19.6.11

Foreign investors are still 'sold' on India

Contrary to popular perception, overseas investors' love affair with India has hardly soured. Or so says Christopher Wood , the Hong Kong-based CLSA equity strategist with something of a rock star reputation in the Asian investing world for the astute commentary he dispenses in his widely read newsletter, Greed & Fear. If anything, the top-ranked analyst with his trademark shock of curly, shoulderlength, salt-and-pepper hair finds the absence of selling pressure from foreign investors "remarkable", considering the huge disappointment that investing in the Indian market has been for foreigners in 2011.

The numbers tell the story: by June 10 this year, the Sensex had slumped about 11% in US dollar terms from end 2010, securing a place alongside Egypt and Tunisia among the world's 10 worst-performing equity markets (see graphic 1).
Yet, foreign institutional investors (FIIs), who poured $29 billion into Indian equities last year, haven't panicked. Their cumulative net investment in India up to June 9 was $52.5 million.

It's not a number to write home about - not only is it a fraction of the money that the Indonesian and the Taiwanese markets have received, even Pakistan has done better than India (see graphic 2). But although net foreign buying, which subtracts sales from purchases, has been in the negative territory for most of this year, the divestment by foreigners has been relatively benign compared with 2008, a year most investors in the Indian - and indeed global - markets would like to forget.

Wood says he can only attribute the resilience of foreign investors "to the continuing belief in the potential of the Indian growth story, both from a top-down and bottom-up perspectives".

Rational To Bet On India?

Is this a rational belief? On that question, opinion is divided.

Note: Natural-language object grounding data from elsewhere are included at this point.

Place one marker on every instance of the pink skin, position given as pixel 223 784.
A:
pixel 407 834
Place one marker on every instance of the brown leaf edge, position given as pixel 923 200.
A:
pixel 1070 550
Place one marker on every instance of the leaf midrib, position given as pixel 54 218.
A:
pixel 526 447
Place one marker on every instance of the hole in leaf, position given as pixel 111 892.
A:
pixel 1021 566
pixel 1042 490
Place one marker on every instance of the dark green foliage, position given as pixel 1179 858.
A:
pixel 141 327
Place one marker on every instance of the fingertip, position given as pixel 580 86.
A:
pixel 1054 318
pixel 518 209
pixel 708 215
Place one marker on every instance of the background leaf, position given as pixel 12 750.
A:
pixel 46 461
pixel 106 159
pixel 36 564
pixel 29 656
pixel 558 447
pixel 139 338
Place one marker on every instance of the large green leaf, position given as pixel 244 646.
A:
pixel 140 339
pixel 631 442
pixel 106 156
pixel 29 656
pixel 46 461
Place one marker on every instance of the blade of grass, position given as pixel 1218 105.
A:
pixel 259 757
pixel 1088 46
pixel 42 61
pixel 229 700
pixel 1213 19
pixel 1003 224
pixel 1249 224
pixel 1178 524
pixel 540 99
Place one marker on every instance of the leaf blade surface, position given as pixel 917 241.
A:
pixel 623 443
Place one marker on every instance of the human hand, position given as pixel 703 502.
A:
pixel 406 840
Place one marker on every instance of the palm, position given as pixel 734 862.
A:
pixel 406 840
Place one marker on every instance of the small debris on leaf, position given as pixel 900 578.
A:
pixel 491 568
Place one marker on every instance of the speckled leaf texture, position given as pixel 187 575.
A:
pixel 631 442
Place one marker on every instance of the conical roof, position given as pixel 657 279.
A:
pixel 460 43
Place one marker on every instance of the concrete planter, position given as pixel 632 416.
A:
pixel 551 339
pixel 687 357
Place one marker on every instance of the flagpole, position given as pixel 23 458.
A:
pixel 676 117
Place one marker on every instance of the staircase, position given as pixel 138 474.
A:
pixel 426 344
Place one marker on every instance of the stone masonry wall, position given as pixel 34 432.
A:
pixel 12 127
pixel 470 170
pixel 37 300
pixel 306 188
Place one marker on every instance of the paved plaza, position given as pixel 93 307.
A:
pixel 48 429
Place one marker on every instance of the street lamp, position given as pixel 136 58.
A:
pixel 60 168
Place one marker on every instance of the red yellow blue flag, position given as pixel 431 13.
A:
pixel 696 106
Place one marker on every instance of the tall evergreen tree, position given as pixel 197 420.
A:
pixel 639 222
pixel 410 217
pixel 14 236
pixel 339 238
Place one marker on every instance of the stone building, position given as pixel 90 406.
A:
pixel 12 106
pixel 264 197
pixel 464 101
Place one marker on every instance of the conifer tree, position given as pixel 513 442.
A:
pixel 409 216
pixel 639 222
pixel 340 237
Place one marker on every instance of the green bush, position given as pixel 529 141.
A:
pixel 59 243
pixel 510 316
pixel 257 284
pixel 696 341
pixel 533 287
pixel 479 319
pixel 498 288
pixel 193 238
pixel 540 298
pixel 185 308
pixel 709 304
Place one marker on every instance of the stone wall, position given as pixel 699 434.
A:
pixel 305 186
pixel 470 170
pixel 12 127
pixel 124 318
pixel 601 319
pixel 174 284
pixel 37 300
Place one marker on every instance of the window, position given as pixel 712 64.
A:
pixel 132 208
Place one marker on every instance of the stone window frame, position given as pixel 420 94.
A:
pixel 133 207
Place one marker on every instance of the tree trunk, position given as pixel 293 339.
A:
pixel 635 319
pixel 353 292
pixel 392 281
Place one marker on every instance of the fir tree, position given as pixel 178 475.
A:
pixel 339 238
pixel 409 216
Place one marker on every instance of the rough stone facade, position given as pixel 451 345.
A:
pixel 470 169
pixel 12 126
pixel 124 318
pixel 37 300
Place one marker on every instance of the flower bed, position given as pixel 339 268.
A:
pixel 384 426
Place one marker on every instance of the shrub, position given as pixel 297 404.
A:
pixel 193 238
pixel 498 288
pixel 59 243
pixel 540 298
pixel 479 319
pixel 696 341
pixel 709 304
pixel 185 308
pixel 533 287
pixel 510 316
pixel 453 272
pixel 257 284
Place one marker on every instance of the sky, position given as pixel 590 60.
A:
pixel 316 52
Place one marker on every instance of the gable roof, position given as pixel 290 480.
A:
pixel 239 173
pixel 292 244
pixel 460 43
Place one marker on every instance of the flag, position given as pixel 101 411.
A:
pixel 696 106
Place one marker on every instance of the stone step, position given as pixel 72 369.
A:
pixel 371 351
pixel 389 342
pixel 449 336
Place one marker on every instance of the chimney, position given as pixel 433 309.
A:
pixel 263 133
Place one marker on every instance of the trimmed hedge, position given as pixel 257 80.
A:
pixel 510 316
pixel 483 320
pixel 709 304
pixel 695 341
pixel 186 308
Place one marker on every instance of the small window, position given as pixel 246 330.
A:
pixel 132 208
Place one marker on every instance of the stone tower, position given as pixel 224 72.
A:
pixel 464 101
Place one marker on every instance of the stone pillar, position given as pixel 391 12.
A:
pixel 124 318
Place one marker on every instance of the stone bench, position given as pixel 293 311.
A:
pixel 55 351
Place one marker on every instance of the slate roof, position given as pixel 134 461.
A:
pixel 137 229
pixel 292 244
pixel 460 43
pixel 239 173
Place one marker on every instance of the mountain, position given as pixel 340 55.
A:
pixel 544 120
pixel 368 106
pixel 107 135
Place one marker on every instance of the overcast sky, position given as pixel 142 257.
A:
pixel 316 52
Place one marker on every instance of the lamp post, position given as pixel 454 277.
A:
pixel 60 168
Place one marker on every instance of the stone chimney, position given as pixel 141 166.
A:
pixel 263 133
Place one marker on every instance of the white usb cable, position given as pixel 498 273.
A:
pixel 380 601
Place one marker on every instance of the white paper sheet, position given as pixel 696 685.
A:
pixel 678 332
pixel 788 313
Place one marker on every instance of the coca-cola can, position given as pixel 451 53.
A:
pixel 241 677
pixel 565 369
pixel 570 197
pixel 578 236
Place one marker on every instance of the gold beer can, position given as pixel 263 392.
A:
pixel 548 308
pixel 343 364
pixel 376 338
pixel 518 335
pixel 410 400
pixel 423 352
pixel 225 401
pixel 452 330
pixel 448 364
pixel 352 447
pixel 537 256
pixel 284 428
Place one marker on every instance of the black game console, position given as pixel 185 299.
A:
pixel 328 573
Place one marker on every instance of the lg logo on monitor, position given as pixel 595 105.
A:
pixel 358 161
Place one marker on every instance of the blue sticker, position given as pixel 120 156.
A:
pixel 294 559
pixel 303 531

Growth in the Indian economy is slowing. Jim Walker of Asianomics in Hong Kong cites the 0.1% dip in gross fixed capital asset formation in the March quarter, the first decline in almost two years in this broad measure of investment demand across the economy, to conclude that "capital expenditure cycle in India has turned decisively for worse".

Even maintaining 8% expansion in gross domestic product this year will prove "challenging", notes Walker.
The deterioration in investment demand is also evident in corporate order books. According to data compiled by Morgan Stanley analysts Akshay Soni and Pratima Swaminathan, order backlogs for engineering and construction companies show that the recovery from the credit crisis that had begun in the December 2009 quarter - after the United Progressive Alliance (UPA) government returned to power in May of that year minus the baggage of the Left parties - began to peter out just a few months later at the onset of the European debt crisis. The slowdown in capital-goods order growth worsened in the final months of 2010 and the first quarter of calendar year 2011 as sordid tales of widespread corruption started surfacing - the 2G spectrum allocation scam; the loans-againstbribes swindle; the Adarsh Housing Society scandal; the Commonwealth Games loot; the list goes on.

Graft and bad governance are only part of the story. Investor sentiment has also been shaken by the rising cost of capital. Aggressive interest-rate increases by the Reserve Bank of India (RBI) have reduced the expected return on equity capital in many infrastructure projects to below the hurdle rate at which investors would like to undertake these risky endeavours.